Bristol’s port today enjoyed a double green boost, with the opening of two major industrial plants, one a massive waste-to-power generator, the second synthesising biomethane for heavy trucks.

Waste & resources minister Jo Churchill cut the ribbon this afternoon at Taunton-headquartered Viridor’s £317 million Resource Recovery Centre in Avonmouth, a mere six miles from the even cultier harbour of Portishead.

Diverting 320,000 tonnes of end-of-life, non-recyclable plastics and waste from landfill, the facility will also generate over 300 GWh of electricity every year, enough to power 84,000 homes.

On its own, Viridor claims, the plant will trim UK exports of waste plastic by 8%, slashing the company’s own shipments overseas by 90%.

Five more plants of Avonmouth’s size would eliminate all UK exports of skeggy plastic, the company calculates.

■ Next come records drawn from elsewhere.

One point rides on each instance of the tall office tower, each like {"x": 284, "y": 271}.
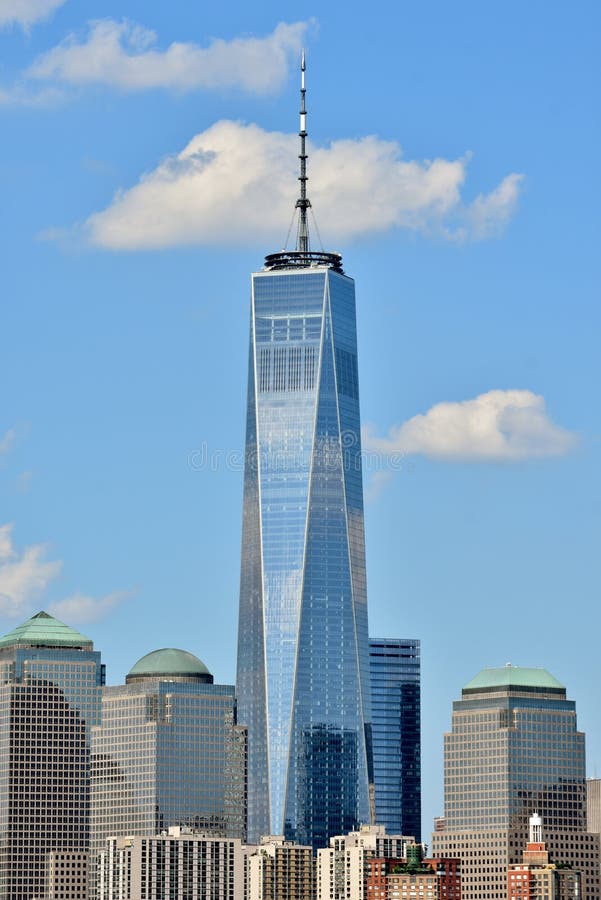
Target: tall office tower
{"x": 394, "y": 666}
{"x": 168, "y": 752}
{"x": 593, "y": 804}
{"x": 303, "y": 655}
{"x": 50, "y": 683}
{"x": 514, "y": 750}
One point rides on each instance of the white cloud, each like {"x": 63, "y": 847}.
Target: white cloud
{"x": 499, "y": 426}
{"x": 83, "y": 608}
{"x": 236, "y": 183}
{"x": 123, "y": 55}
{"x": 490, "y": 212}
{"x": 23, "y": 576}
{"x": 7, "y": 440}
{"x": 26, "y": 12}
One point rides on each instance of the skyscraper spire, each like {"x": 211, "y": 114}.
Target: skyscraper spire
{"x": 302, "y": 256}
{"x": 303, "y": 203}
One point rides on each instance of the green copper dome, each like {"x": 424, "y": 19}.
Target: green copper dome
{"x": 514, "y": 677}
{"x": 43, "y": 630}
{"x": 169, "y": 663}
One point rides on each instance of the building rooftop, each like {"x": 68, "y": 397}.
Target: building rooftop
{"x": 514, "y": 676}
{"x": 43, "y": 630}
{"x": 169, "y": 663}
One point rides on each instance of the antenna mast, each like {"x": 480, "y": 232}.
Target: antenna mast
{"x": 303, "y": 203}
{"x": 302, "y": 256}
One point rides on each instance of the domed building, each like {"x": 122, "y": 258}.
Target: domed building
{"x": 169, "y": 664}
{"x": 168, "y": 752}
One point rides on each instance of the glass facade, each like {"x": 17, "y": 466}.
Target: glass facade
{"x": 303, "y": 657}
{"x": 49, "y": 701}
{"x": 511, "y": 752}
{"x": 168, "y": 753}
{"x": 395, "y": 704}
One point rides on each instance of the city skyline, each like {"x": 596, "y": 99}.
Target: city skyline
{"x": 116, "y": 384}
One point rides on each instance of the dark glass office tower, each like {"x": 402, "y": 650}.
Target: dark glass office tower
{"x": 395, "y": 706}
{"x": 303, "y": 655}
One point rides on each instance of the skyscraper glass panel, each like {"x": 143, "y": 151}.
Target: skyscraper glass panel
{"x": 303, "y": 654}
{"x": 303, "y": 660}
{"x": 395, "y": 702}
{"x": 50, "y": 685}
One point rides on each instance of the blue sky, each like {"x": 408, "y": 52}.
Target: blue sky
{"x": 147, "y": 163}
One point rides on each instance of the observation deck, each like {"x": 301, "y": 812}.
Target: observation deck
{"x": 304, "y": 259}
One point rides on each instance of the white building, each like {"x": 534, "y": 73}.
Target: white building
{"x": 178, "y": 863}
{"x": 341, "y": 867}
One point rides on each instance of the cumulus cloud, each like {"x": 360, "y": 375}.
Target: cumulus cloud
{"x": 83, "y": 608}
{"x": 499, "y": 426}
{"x": 237, "y": 183}
{"x": 23, "y": 576}
{"x": 125, "y": 56}
{"x": 490, "y": 212}
{"x": 26, "y": 12}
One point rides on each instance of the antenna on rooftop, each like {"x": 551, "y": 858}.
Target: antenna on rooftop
{"x": 303, "y": 203}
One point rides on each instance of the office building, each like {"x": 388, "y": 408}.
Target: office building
{"x": 514, "y": 749}
{"x": 50, "y": 685}
{"x": 279, "y": 870}
{"x": 168, "y": 752}
{"x": 593, "y": 804}
{"x": 176, "y": 864}
{"x": 303, "y": 654}
{"x": 536, "y": 877}
{"x": 395, "y": 707}
{"x": 67, "y": 876}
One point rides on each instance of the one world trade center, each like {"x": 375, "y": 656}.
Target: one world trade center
{"x": 303, "y": 653}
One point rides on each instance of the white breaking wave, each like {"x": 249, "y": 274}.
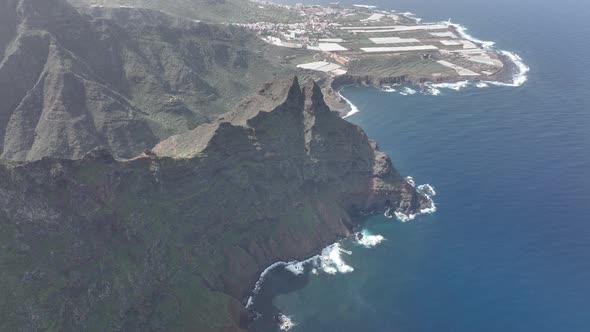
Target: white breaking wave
{"x": 329, "y": 261}
{"x": 296, "y": 268}
{"x": 369, "y": 240}
{"x": 353, "y": 108}
{"x": 519, "y": 78}
{"x": 388, "y": 88}
{"x": 425, "y": 189}
{"x": 406, "y": 91}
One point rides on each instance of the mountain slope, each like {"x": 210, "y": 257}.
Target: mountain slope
{"x": 174, "y": 240}
{"x": 120, "y": 78}
{"x": 217, "y": 11}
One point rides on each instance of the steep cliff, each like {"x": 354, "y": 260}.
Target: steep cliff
{"x": 175, "y": 238}
{"x": 122, "y": 78}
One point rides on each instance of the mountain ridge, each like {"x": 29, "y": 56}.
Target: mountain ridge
{"x": 175, "y": 240}
{"x": 123, "y": 78}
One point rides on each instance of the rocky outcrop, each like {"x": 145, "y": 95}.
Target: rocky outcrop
{"x": 176, "y": 238}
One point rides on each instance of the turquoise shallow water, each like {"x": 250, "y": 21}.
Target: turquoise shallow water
{"x": 509, "y": 246}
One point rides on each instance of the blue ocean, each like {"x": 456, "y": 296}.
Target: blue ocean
{"x": 508, "y": 248}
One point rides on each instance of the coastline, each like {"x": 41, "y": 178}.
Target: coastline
{"x": 514, "y": 74}
{"x": 515, "y": 71}
{"x": 329, "y": 259}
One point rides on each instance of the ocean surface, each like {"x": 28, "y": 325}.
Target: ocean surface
{"x": 508, "y": 248}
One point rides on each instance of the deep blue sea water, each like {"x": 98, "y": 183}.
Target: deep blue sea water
{"x": 509, "y": 247}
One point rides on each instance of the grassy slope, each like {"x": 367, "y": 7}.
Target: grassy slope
{"x": 234, "y": 11}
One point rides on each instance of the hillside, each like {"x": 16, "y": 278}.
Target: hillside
{"x": 120, "y": 78}
{"x": 217, "y": 11}
{"x": 174, "y": 240}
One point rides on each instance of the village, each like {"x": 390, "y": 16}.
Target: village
{"x": 373, "y": 38}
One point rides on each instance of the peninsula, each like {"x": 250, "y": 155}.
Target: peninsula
{"x": 155, "y": 158}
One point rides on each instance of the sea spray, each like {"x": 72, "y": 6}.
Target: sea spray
{"x": 329, "y": 261}
{"x": 425, "y": 189}
{"x": 368, "y": 240}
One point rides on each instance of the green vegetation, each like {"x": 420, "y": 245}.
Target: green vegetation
{"x": 216, "y": 11}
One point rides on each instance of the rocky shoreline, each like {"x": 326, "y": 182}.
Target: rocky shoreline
{"x": 193, "y": 221}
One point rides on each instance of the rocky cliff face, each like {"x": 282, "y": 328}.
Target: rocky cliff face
{"x": 175, "y": 238}
{"x": 121, "y": 78}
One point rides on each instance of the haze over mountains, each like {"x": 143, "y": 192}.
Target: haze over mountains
{"x": 120, "y": 78}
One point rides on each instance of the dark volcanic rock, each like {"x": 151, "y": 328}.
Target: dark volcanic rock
{"x": 175, "y": 238}
{"x": 122, "y": 78}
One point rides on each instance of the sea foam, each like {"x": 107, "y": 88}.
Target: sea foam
{"x": 329, "y": 261}
{"x": 285, "y": 322}
{"x": 519, "y": 78}
{"x": 425, "y": 189}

One hundred and twenty-five jobs will be created at the plant, the UK first’s to accommodate plastics reprocessing and an energy plant under one roof.   Twenty building firms, mainly in the West Country and south Wales, were contracted for its construction.

In November Viridor published analysis demonstrating that around 1.3 million tonnes of CO2 emissions a year could be saved by increasing Britain’s recycling of plastic packaging to 70%, up from 51% today.

Beth Gibbons, your dummy port is ahead

Viridor CEO Kevin Bradshaw said: “The scale of what we are doing at Avonmouth shows that ending the export of plastic waste from UK shores can become a reality.

“It is right that consumers who pay for recycling see the benefits in local investment and jobs.

“We are leading this effort. DEFRA’s ambitious and vital policy reforms have the potential to create the stable investment environment to realise this ambition and align job creation with doing the right thing for the environment.”

Viridor operates 47 UK sites. Its ten making energy from waste (EfW) together produce enough power to light and heat over 500,000 homes.

Meanwhile also in Avonmouth, synthesised gas innovator CNG Fuels opened its biomethane plant, capable, it claimed, of refuelling up to 80 heavy trucks per hour.

The firm runs a network of eight refuelling stops for renewable biomethane across Britain, enabling low carbon deliveries to be made from – in their words – “Inverness to Cornwall”.  It plans to open twelve more every year.

Demand for renewable biomethane has soared ten-fold since 2017.  By 2027, it is predicted to soar a further five-fold. From 2040, Britain will ban selling new diesel trucks.

“Renewable biomethane is today’s only commercially viable market solution,” said CNG Fuels CEO Philip Fjeld, suiting brands who strive to meet growing consumer pressure to cut emissions in fleet logistics and distribution

Brands signed up to use CNG’s Avonmouth pit stop include Lidl, Royal Mail, Amazon and Warburtons.